We need more videos like these.

@dataschool 10 ай бұрын

Glad you like it!

@shahriyarabedinnezhad3162 Жыл бұрын

Super useful...Thanks Kevin

@dataschool Жыл бұрын

You're welcome!

@philwebb59 Жыл бұрын

2:09:40 Hopefully, you'll never have 200 columns to passthrough, but I think specifying which columns to passthrough makes what you intend clearer. The default is remainder=drop, so the author thought that as well.

@dataschool Жыл бұрын

Sure! But there's nothing necessarily wrong with passing through 200 (or 200,000) columns if they don't need transformations.

@gary8421 Жыл бұрын

Thank you Kevin.

@dataschool Жыл бұрын

You're welcome Gary!

@TexasStar007 Жыл бұрын

Thanks Kevin!

@dataschool Жыл бұрын

You're welcome Shashi!

@venkataramana6975 Жыл бұрын

Good work❤

@dataschool Жыл бұрын

Thank you!

@hedeyhod Жыл бұрын

thank you 🙏

@dataschool Жыл бұрын

You're welcome!

@philwebb59 Жыл бұрын

30:20 Missingness. So, what happens when a feature is fully populated in your training data, but has missing values in your validation data? Just bringing that up in case you don't get to it.

@dataschool Жыл бұрын

If a feature has no missing values in training, but has missing values in testing, then the prediction step will fail. If that happens, you can go back and set up an imputer for that feature, and thus the prediction step will no longer fail.

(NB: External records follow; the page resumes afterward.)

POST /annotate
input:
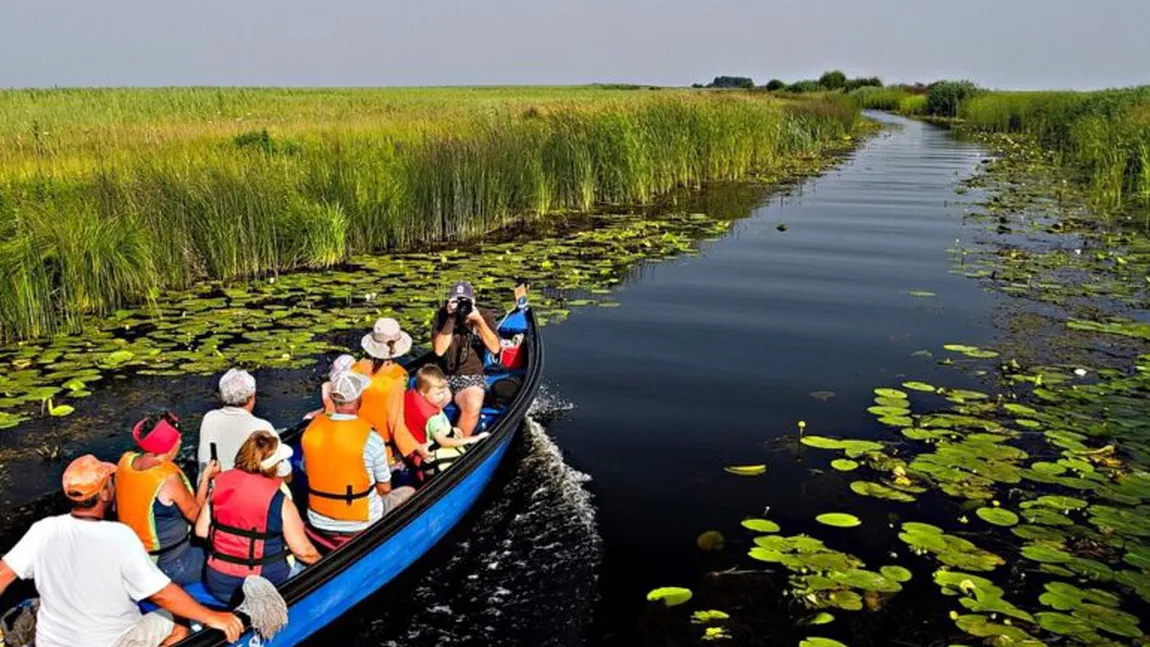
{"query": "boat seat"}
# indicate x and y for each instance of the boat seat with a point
(197, 591)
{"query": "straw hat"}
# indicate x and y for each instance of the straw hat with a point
(386, 340)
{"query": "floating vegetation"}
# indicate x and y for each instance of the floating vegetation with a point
(1050, 457)
(292, 321)
(844, 464)
(669, 595)
(838, 520)
(745, 470)
(711, 540)
(997, 516)
(760, 525)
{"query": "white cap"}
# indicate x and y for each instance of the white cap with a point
(237, 386)
(281, 455)
(347, 386)
(343, 363)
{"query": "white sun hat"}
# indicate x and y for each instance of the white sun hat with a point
(347, 386)
(386, 340)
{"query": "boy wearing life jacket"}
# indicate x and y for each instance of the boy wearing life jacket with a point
(349, 479)
(155, 499)
(382, 405)
(441, 444)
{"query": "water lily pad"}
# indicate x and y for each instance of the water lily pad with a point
(711, 540)
(760, 525)
(708, 616)
(1044, 554)
(919, 386)
(838, 520)
(997, 516)
(669, 595)
(821, 617)
(879, 491)
(745, 470)
(895, 574)
(844, 464)
(822, 443)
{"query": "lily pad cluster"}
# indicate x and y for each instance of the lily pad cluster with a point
(290, 321)
(1045, 470)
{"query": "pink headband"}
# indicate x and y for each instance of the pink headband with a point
(163, 437)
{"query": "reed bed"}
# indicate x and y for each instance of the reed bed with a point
(1105, 136)
(109, 197)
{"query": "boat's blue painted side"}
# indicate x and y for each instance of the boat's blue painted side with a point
(386, 561)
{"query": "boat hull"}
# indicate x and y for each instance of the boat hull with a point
(374, 570)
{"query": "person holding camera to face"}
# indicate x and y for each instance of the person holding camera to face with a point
(460, 333)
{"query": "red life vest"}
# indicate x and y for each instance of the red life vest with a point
(416, 414)
(240, 544)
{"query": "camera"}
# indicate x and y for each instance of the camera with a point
(464, 307)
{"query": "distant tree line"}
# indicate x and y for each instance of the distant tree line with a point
(829, 82)
(940, 98)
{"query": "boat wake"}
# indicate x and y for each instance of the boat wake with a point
(521, 572)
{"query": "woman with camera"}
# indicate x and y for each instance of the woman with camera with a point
(460, 333)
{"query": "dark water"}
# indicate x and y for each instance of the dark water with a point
(711, 361)
(708, 361)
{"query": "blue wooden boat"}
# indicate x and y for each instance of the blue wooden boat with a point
(345, 577)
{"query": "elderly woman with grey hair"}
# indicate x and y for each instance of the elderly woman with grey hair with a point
(229, 426)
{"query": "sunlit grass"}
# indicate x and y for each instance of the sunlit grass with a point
(108, 197)
(1104, 135)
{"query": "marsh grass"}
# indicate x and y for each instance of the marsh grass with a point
(110, 197)
(1105, 136)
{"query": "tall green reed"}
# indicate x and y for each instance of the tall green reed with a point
(98, 221)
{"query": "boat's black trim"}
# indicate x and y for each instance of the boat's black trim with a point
(339, 560)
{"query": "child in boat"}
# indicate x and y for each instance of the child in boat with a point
(342, 363)
(441, 444)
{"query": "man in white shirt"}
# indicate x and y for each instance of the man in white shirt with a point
(346, 391)
(91, 574)
(229, 426)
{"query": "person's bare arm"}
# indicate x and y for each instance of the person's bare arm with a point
(204, 522)
(294, 536)
(485, 332)
(176, 600)
(444, 440)
(7, 576)
(190, 505)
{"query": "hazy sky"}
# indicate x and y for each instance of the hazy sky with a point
(996, 43)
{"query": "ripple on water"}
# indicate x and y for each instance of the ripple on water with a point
(523, 571)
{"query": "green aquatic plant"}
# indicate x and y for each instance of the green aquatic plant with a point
(669, 595)
(760, 525)
(838, 520)
(997, 516)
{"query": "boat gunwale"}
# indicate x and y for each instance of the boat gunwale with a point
(344, 557)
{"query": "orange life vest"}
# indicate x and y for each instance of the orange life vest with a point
(375, 406)
(337, 482)
(136, 493)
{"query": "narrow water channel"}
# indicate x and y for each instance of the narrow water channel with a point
(708, 361)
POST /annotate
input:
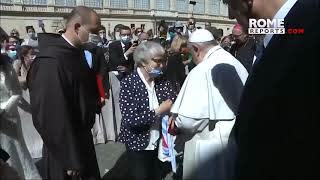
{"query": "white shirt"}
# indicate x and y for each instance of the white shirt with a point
(65, 38)
(153, 104)
(281, 14)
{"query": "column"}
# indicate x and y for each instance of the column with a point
(80, 2)
(17, 2)
(106, 3)
(51, 2)
(173, 5)
(207, 6)
(130, 4)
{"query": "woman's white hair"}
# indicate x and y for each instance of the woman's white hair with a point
(146, 51)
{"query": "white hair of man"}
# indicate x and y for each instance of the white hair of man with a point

@ayyappahemanth7134 Жыл бұрын

U r awesome sir

@dataschool Жыл бұрын

Thank you!

@philwebb59 Жыл бұрын

2:03:00 Drop=if_binary makes sense, otherwise you have two columns which are perfectly redundant, not just implied. At least, it's a happy compromise. My only hesitation, without playing with it, is that the order is probably alphabetic. If it assigned 0 to the most frequent category, then handle_unknown=ignore would make sense. Otherwise, you're lumping unknowns in with the "least" alphabetic category. That's kinda silly.

@dataschool Жыл бұрын

You're correct that the left-to-right order of categories in the matrix is alphabetical.